小原 皆さん、「北朝鮮の非核化」とよく言うんですけれども。

―― そうですね。「北朝鮮が(核兵器を)なくすんだ」というイメージですが。

小原 まさにそういうことではあるんですけれども、北朝鮮からすると、要するに韓国にも核兵器はあるんじゃないか、と。

―― それは「米軍の」ということですね。

小原 ええ。あるいは、持ち込まれるんじゃないかという、こういった不信感がものすごく強いんですね。実際に2017年には、大変な、最大限の圧力というようなことで、原子力空母だとか、原子力潜水艦だとか、まさに核爆弾を搭載できるような戦略爆撃機だとかが、朝鮮半島周辺に大挙しました。こういった核による威嚇というものをもなくすべきじゃないかというのが、「非核化」という言葉には込められています。北朝鮮だけの非核化じゃなくて、朝鮮半島全部の非核化にすべきじゃないかということです。

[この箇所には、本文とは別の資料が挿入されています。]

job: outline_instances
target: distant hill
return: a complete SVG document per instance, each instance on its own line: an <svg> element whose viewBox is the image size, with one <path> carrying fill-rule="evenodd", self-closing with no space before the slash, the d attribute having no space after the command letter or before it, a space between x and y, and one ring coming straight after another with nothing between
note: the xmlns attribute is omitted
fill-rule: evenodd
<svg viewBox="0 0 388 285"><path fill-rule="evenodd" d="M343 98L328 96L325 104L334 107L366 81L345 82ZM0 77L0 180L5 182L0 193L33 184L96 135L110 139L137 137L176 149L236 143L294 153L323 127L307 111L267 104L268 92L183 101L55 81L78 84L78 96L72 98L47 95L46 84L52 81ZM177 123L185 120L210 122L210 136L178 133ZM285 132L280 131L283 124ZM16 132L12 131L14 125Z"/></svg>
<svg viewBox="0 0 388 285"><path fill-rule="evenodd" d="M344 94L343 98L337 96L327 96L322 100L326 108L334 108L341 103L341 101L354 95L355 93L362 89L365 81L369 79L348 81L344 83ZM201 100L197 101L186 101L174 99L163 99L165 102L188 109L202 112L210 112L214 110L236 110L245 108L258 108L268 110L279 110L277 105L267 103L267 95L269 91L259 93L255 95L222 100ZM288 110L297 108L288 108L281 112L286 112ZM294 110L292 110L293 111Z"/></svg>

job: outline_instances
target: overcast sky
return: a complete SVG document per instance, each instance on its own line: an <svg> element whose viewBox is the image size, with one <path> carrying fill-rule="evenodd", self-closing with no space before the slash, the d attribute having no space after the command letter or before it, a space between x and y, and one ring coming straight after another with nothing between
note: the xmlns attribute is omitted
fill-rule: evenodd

―― 北朝鮮も中国も、ある意味、イメージしているのはそのような非核化だということですね。

小原 そうですね。実際、「朝鮮半島の」という形容詞というか、限定句は、「北朝鮮」ではありません。実は2005年の6者会合の共同声明の中でもそういう言葉が使われてきているんですね。シンガポールで米朝首脳会談が行われた時も「朝鮮半島の」という表現が使われました。われわれは、ついつい「北朝鮮の非核化」をイメージしてしまいますが、実は「朝鮮半島の」というのが今のオフィシャルな言い方なわけです。

 その中で実は、1991年に当時のブッシュ政権(お父さんのブッシュ政権のこと)が、韓国にある在韓米軍が持っていた核兵器を撤去しているんですね。これは、朝鮮半島から核をなくすために、イニシアティブをアメリカが取って、北朝鮮に核を保有することをやめさせようとした試みでした。そういう意味で、アメリカからすれば「持っていませんよ」ということなのですが、北朝鮮からすれば、それはなかなか信用できないし、いつでも持ち込めるんじゃないか、ということですね。

 それから、アメリカは「戦略核」を世界中に撃ち込めますから、...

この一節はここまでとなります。